I think the net cost to me is about a tenner a month. Even with the expected zero percent rise and zero bonus I can think of things that will concern me more.

Sometimes the media "debate" is so obviously artificial (let's see if we can find a couple of vaguely associated people to take opposing views in exchange for some airtime) and obviously created to fill a news void plus several hours of fatuous phone-ins.

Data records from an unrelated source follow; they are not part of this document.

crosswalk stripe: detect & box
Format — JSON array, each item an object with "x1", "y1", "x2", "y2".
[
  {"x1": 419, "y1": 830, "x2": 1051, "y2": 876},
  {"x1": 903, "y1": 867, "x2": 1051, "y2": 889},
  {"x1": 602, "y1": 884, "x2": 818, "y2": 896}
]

Date: 2009-01-04 08:58 am (UTC)
From: [identity profile] peterbirks.livejournal.com
Yes, obviously there's the "fill the air time" problem, and this has always been a flaw on the Today programme on Radio Four. Too much "debate" that goes nowhere, and too little analysis. Radio Five is better at this and is probably of an intellectually higher quality than the Today programme when it's covering the news. Unfortunately (for R5) it's forced to cut to travel news and sports news for a good third of the broadcasting time. Still, if it gets us away from the self-satisfied John Humphrys, it's worth it.

PJ

Date: 2009-01-04 09:28 am (UTC)
From: [identity profile] jellymillion.livejournal.com
Well, maybe. The example I cited came from FiveLive, which I'll agrree is preferable, at least when Nicky Campbell is absent. I suspect it's mostly laziness and cost-benefit: decent analysis is hard work (especially when compared with asking fatuous questions of "experts") and the feeling is probably that it would go straight over the punters' heads. After all, the news should be entertaining.

Where possible I generally prefer to listen to the World Service.